1 mgsdkihhhh hhmglsrvra vffdldntli dtagasrrgm levikllqsk yhykeeaeii
61 cdkvqvklsk ecfhpystci tdvrtshwee aiqetkggad nrklaeecyf lwkstrlqhm
121 iladdvkaml telrkevrll lltngdrqtq rekieacacq syfdaivigg eqkeekpaps
181 ifyhccdllg vqpgdcvmvg dtletdiqgg lnaglkatvw inksgrvplt sspmphymvs
241 svlelpallq sidckvsmsv
Figure 3. The 260 amino acid sequence of 2gfh protein.
Sequence Homology
From the BlastP similarity was used for comparison as these had shown higher homology to the query sequence sequence search, a total of 500 proteins were yielded.

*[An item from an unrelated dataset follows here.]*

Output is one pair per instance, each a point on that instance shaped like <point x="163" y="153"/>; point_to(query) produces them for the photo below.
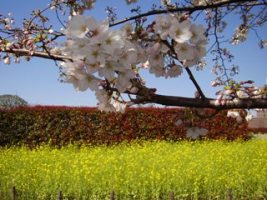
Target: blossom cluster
<point x="106" y="60"/>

Only a total of 38 proteins, in contrast with the remainder of the search results.
These proteins were chosen according to their bit scores and E-values. Two more outlier partial sequences contributing to poor overall alignment (huge deletion gaps) were subsequently removed. The remaining 36 sequences were used for the generation of the phylogenetic tree (and bootstrapped tree as well).
Multiple Sequence Alignment
The following multiple sequence alignment (MSA) was obtained (Figure 4).
From the alignments, gi|10888xy and gi|10888yz are representative of gi|108881764 and gi|108881765 respectively. Both these hypothetical proteins belong to the mosquito Aedes aegypti.
The identifier numbers for these two proteins were initially changed to an alpha-numeric one, due to the inability of Phylip to generate a tree from the original identifiers. This was due to the fact that the programme only took the first five numeric digits (10888), thereby resulting in a programme error prompt which listed both proteins as duplicates (from the identifier numbers). Both these identifiers were subsequently renamed for the final phylogenetic tree.